Getting vaccinated is just as important for adults as it is for children. Being prepared can help you get the information you need at your vaccination appointment — and help the process go smoothly.
Below you’ll find information to help you learn what to expect before, during, and after your appointment.
Before your appointment
There are steps you can take to be prepared ahead of time so things go more smoothly during the appointment.
Find your vaccination records
It can be helpful to bring your personal vaccination records to your appointment so that your doctor knows which vaccines you’ve already had.

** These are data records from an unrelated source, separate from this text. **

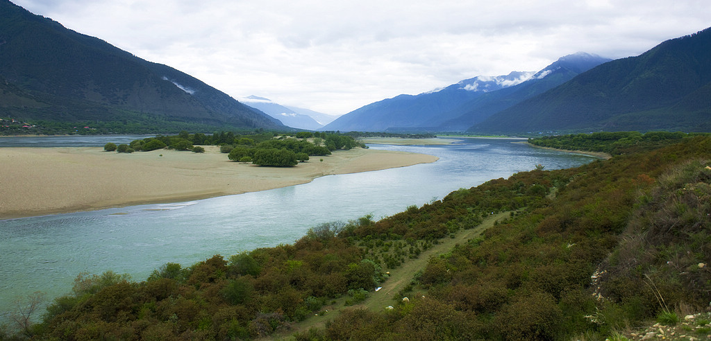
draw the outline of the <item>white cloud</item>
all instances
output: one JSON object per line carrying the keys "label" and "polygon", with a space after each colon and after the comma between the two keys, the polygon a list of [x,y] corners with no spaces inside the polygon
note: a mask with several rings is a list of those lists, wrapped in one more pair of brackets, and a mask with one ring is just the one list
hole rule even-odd
{"label": "white cloud", "polygon": [[705,0],[14,0],[239,98],[343,114],[575,51],[617,58],[707,27]]}

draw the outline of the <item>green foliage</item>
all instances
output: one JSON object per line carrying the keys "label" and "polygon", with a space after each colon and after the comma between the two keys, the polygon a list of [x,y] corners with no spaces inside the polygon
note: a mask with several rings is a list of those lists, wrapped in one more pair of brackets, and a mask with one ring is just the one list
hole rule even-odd
{"label": "green foliage", "polygon": [[309,155],[306,153],[296,153],[296,160],[299,162],[306,162],[309,161]]}
{"label": "green foliage", "polygon": [[109,142],[104,145],[104,151],[116,151],[116,144],[112,144]]}
{"label": "green foliage", "polygon": [[650,131],[597,132],[542,136],[529,139],[528,143],[542,147],[570,151],[587,151],[620,155],[638,153],[678,143],[683,139],[702,135],[700,133]]}
{"label": "green foliage", "polygon": [[676,325],[679,316],[673,311],[663,311],[657,315],[657,322],[664,325]]}
{"label": "green foliage", "polygon": [[146,141],[144,144],[142,144],[141,147],[141,151],[155,151],[156,149],[163,149],[167,145],[166,144],[166,143],[161,141],[158,138],[149,139],[147,141]]}
{"label": "green foliage", "polygon": [[387,277],[382,269],[508,211],[430,258],[407,288],[418,293],[410,303],[346,310],[296,337],[613,335],[677,307],[707,306],[710,150],[711,138],[696,136],[577,168],[521,172],[378,221],[314,227],[293,245],[167,264],[146,282],[83,275],[74,295],[50,305],[38,336],[269,337],[334,298],[355,304]]}
{"label": "green foliage", "polygon": [[222,146],[220,146],[220,153],[227,154],[229,153],[230,151],[232,151],[232,150],[234,148],[235,146],[231,144],[223,144]]}
{"label": "green foliage", "polygon": [[252,163],[257,166],[290,167],[296,166],[296,154],[287,149],[269,148],[255,151]]}
{"label": "green foliage", "polygon": [[116,151],[119,153],[133,153],[134,148],[131,148],[127,144],[119,144],[118,146],[116,147]]}

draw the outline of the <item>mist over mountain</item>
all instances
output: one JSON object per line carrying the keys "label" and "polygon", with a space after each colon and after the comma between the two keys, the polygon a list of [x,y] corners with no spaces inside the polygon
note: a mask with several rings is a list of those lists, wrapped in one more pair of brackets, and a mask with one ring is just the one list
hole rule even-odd
{"label": "mist over mountain", "polygon": [[400,95],[368,104],[343,115],[324,130],[464,131],[609,60],[579,52],[562,57],[537,72],[479,76],[416,96]]}
{"label": "mist over mountain", "polygon": [[441,113],[454,110],[484,94],[519,84],[533,74],[515,71],[503,76],[479,76],[417,95],[400,94],[346,114],[321,130],[385,131],[393,128],[418,130],[424,122],[433,125],[444,122],[448,117],[433,121]]}
{"label": "mist over mountain", "polygon": [[189,75],[67,29],[7,0],[0,0],[0,116],[285,128]]}
{"label": "mist over mountain", "polygon": [[610,60],[611,59],[584,52],[561,57],[536,72],[525,82],[484,94],[479,98],[461,104],[455,110],[440,115],[442,117],[453,117],[452,119],[435,125],[434,124],[442,120],[438,118],[437,120],[426,122],[424,126],[433,126],[434,128],[431,129],[436,131],[464,131],[501,110],[543,93]]}
{"label": "mist over mountain", "polygon": [[[311,115],[297,112],[294,109],[274,103],[267,98],[252,95],[242,99],[242,102],[252,108],[261,110],[267,115],[281,121],[284,125],[292,128],[316,130],[324,126],[324,124],[317,121]],[[322,114],[325,115],[325,114]]]}
{"label": "mist over mountain", "polygon": [[711,28],[706,28],[594,67],[469,131],[710,131],[710,82]]}

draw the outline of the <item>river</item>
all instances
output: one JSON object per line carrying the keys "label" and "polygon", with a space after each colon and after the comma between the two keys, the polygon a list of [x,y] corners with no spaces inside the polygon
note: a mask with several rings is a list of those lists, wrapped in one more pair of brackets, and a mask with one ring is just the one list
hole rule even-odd
{"label": "river", "polygon": [[[103,146],[140,138],[70,137],[75,140],[21,138],[31,140],[24,145],[16,138],[3,138],[0,147]],[[141,281],[167,262],[189,266],[214,254],[226,258],[241,251],[289,244],[321,223],[365,215],[387,217],[461,188],[532,170],[537,164],[558,169],[594,159],[511,139],[466,138],[445,146],[369,146],[434,155],[439,160],[203,200],[0,220],[0,314],[6,317],[14,301],[34,291],[46,293],[50,299],[68,293],[81,272],[112,270]]]}

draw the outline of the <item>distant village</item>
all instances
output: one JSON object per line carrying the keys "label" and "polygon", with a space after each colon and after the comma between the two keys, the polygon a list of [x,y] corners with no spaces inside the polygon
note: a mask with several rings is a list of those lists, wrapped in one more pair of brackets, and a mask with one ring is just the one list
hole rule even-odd
{"label": "distant village", "polygon": [[[55,131],[56,129],[49,129]],[[87,134],[87,131],[96,130],[91,126],[66,126],[61,129],[62,134]],[[0,135],[27,135],[27,134],[53,134],[48,131],[48,127],[33,124],[25,121],[10,118],[0,118]]]}

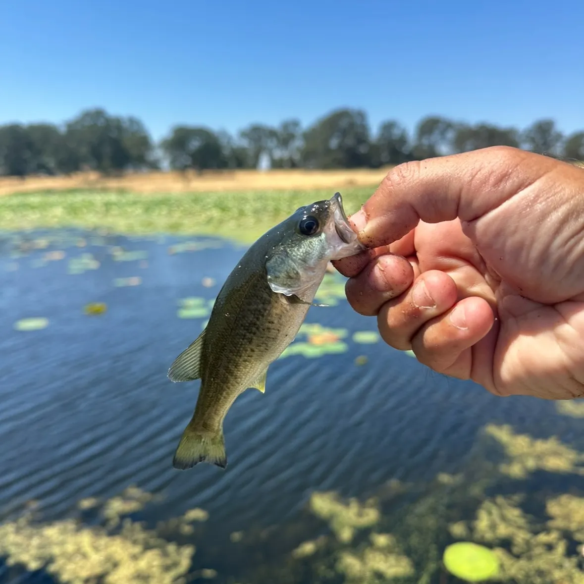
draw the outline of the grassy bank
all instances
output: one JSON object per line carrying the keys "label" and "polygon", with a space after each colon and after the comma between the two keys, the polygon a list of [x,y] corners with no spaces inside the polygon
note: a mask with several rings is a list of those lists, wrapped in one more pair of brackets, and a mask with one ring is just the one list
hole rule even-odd
{"label": "grassy bank", "polygon": [[159,193],[239,192],[258,190],[343,190],[378,185],[390,168],[308,170],[276,169],[206,171],[186,172],[128,173],[122,176],[102,176],[96,172],[78,172],[69,176],[0,176],[0,195],[71,189]]}
{"label": "grassy bank", "polygon": [[[376,187],[341,190],[347,214]],[[0,230],[105,228],[121,234],[207,234],[251,242],[301,205],[334,189],[161,193],[44,192],[0,197]]]}

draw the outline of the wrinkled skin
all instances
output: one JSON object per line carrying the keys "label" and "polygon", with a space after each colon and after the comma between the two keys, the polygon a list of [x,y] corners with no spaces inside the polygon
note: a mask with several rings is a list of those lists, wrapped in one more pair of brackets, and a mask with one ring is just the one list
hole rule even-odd
{"label": "wrinkled skin", "polygon": [[584,169],[506,147],[407,163],[351,221],[370,249],[335,266],[388,345],[497,395],[584,396]]}

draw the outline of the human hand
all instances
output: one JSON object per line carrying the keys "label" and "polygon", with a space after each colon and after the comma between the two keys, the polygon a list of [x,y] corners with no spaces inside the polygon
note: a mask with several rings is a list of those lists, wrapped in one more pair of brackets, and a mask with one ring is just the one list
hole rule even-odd
{"label": "human hand", "polygon": [[370,249],[334,263],[388,345],[498,395],[584,395],[582,169],[507,147],[408,162],[351,221]]}

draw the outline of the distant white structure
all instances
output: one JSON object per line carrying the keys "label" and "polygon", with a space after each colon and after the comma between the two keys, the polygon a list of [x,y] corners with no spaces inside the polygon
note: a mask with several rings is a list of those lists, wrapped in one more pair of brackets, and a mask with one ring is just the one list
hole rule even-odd
{"label": "distant white structure", "polygon": [[262,152],[258,159],[257,169],[260,172],[266,172],[272,168],[272,159],[267,152]]}

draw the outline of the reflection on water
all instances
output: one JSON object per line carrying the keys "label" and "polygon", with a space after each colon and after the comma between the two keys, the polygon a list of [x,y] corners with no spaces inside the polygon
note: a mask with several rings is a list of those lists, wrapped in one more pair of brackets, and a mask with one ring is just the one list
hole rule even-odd
{"label": "reflection on water", "polygon": [[79,232],[0,245],[0,582],[442,584],[456,541],[493,550],[500,581],[584,582],[579,419],[385,346],[339,276],[265,395],[230,412],[227,470],[179,472],[198,382],[166,371],[243,248]]}

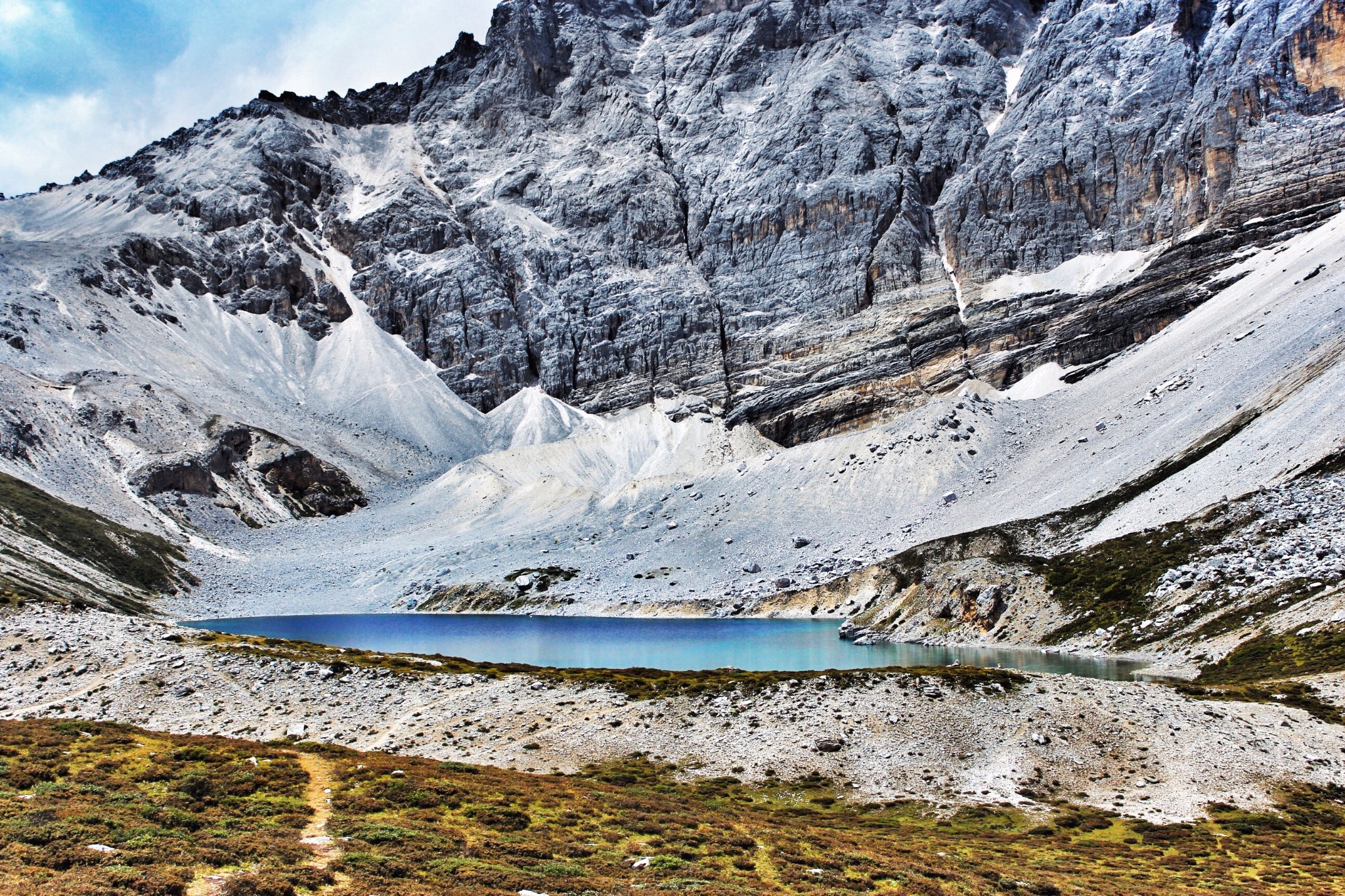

If you can’t find a copy of your vaccination records, you can:
- Ask your parents if they saved your vaccination records.
- Ask your doctor — or doctors you’ve seen in the past.
- Check with former employers that may have required vaccines.
- Check to see if your high school or college still has your records.
Tip: If you know you have questions about the vaccine you’re getting, write them down ahead of time and take them with you to your appointment.
During your appointment
It’s helpful to know what to tell the doctor during your appointment. You can also take steps to stay calm while you get the vaccine.
Get the facts about vaccines
During your vaccination appointment, your doctor is required to give you a Vaccine Information Statement (VIS) that explains the benefits and risks of a vaccine. If your doctor doesn’t give you one, you can ask for it. Learn more about VISs.
It’s also important to ask your doctor any questions you may have about the vaccine or the vaccination process.
Talk to your doctor before you get vaccinated
Some people may not be able to get vaccinated — or may need to wait. The day of your appointment, tell your doctor if you:
- Have any allergies
- Have had serious side effects from a vaccine in the past
- Are pregnant or planning to get pregnant
- Are sick
Stay calm while you get vaccinated
If you’re feeling nervous about getting a shot, try these tips to help you stay relaxed:
- Take deep breaths.
- Avoid looking at the syringe.
- Relax your muscles — this can make the shot less painful.
Tip: Before you leave the doctor's office, check that your doctor added the vaccine to your vaccination records.
After your appointment
Most people don’t have any serious side effects from vaccines. The most common side effects are usually mild. They include:
- Pain, swelling, or redness where the shot was given
- Mild fever
- Feeling tired
- Muscle and joint aches
If you have mild side effects, you can take steps to help you feel better. For example:
- Drink lots of fluids.
- Put a cool, wet washcloth on places where you’re sore.
- If your doctor approves, you can take a non-aspirin pain reliever.
- If your arm is sore after getting the shot, try moving your arm around — it can help with pain and swelling.
It’s very unlikely that you will have serious side effects from a vaccine. If you have any symptoms that concern you after you get vaccinated, call your doctor.